Washington Blade - August 16, 2002
BOSTON - More than one-fifth of people recently infected in the U.S. and Canada with the virus that causes AIDS have strains that do not respond to some of the best anti-viral medications, according to a study in the Aug. 7 edition of the New England Journal of Medicine. The growth of drug-resistant strains troubles those providing HIV treatment, who have been increasingly successful in recent years prescribing a "cocktail" of several anti-viral medications. The trend signals a need for development of new classes of drugs if doctors are to remain ahead of the virus, Mercury News reported. In 1998, about 8 percent of new patients were infected with drug-resistant HIV, but by 2000 that number had jumped to 23 percent, according to researchers at the University of California-San Diego. "These are patients who are coming into clinics, who have never been treated, yet their virus is already resistant to many of the drugs we would use to treat their infection," said Dr. Andrew Zolopa, medical director of the HIV care clinics at Santa Clara Valley Medical Center and Stanford University Hospital.
Gay men at higher risk of suicide, study confirms
NEW YORK - A large study has confirmed earlier research suggesting that gay and bisexual men face a higher risk of considering and attempting suicide, and of killing themselves, Reuters Health reported. Past research has found that gay and bisexual men and women are at greater suicide risk than their heterosexual peers, but the investigations have often looked at small numbers of gay and bisexual individuals, or have been of poor quality, according to Dr. Jay P. Paul, a researcher at the University of California in San Francisco. To investigate a larger and more representative group, researchers interviewed nearly 3,000 urban gay or bisexual men between 1996 and 1998. They reported the findings in the August issue of the American Journal of Public Health. Slightly more than 21 percent of the men said they had previously made a plan to kill themselves; 12 percent said they had attempted suicide, the authors report. Paul and colleagues point out that past studies estimate roughly 1.5 percent to 3 percent of all males attempt suicide during their lifetimes, while about 9 percent to 15 percent consider killing themselves.
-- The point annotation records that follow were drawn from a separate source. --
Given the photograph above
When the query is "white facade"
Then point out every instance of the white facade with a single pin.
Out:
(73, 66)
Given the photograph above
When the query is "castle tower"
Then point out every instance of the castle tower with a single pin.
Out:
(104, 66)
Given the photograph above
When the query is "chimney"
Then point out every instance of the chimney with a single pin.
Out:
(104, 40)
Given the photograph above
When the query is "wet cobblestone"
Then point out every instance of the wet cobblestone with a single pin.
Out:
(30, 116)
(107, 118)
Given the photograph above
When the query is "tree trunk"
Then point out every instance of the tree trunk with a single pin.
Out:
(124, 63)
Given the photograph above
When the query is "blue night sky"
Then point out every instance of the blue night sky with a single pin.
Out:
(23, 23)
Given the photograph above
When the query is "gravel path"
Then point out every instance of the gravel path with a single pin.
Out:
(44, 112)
Budget shortfall pushes Ore. officials to reduce AIDS drug program
SALEM, Ore. (AP) - In a recent letter to residents served by its AIDS drug program, the Oregon Department of Human Services recently outlined plans to cap enrollment and slice benefits. Known as CAREAssist, the plan is designed for people who make too much money to qualify for government health coverage, but make too little to pay for private health insurance. Oregon and at least 11 other states are rolling back programs because demand for the drugs is rising and so are pill prices. Oregon is facing a $1.7 million shortfall it its $3.8 million program budget. To make up the money, officials are transferring funds from other HIV programs, trimming overhead and limiting services.
Feds recommend failed HIV therapy for hepatitis B
WASHINGTON (AP) - A failed HIV therapy should be sold instead to treat the liver-destroying hepatitis B virus, advisers to the Food & Drug Administration ruled Aug. 6. If the FDA agrees, Gilead Sciences' adefovir would become the first new treatment in years for the estimated 1.2 million Americans struggling with the potentially deadly infection. Adefovir originally was tested as a potential treatment for the AIDS virus, but the FDA rejected that use because the high doses required proved toxic to patients' kidneys. So Gilead tested far lower doses as a hepatitis B treatment. It didn't cure the chronic infection, but studies concluded that liver cirrhosis, as measured by biopsies, improved in between 56 percent and 66 percent of patients testing the drug, company officials said. Taking 10 milligrams once a day didn't appear to cause outright kidney damage, the company said, but it is still a potential side effect.
Study finds new combination of drugs can reduce HIV load
WASHINGTON - A placebo-controlled trial of 481 people infected with HIV shows that giving patients a new combination of drugs, which includes two protease inhibitors rather than one, can reduce the virus load in a substantial proportion of patients who already had taken several anti-HIV drugs, according to AIDS Weekly. The Adult AIDS Clinical Trials Group study took place at 31 participating medical centers in the U.S. "Reserving potent classes of drugs, if possible, rather than using all of them in a cocktail during first- and second-line treatments should improve the long-term response rates of patients to anti-HIV drugs," said Dr. Scott Hammer of Columbia University, who co-chaired the study along with Dr. John Mellors of the University of Pittsburgh. The study results were published online in July by the Journal of the American Medical Association to coincide with the International AIDS Conference in Barcelona, Spain.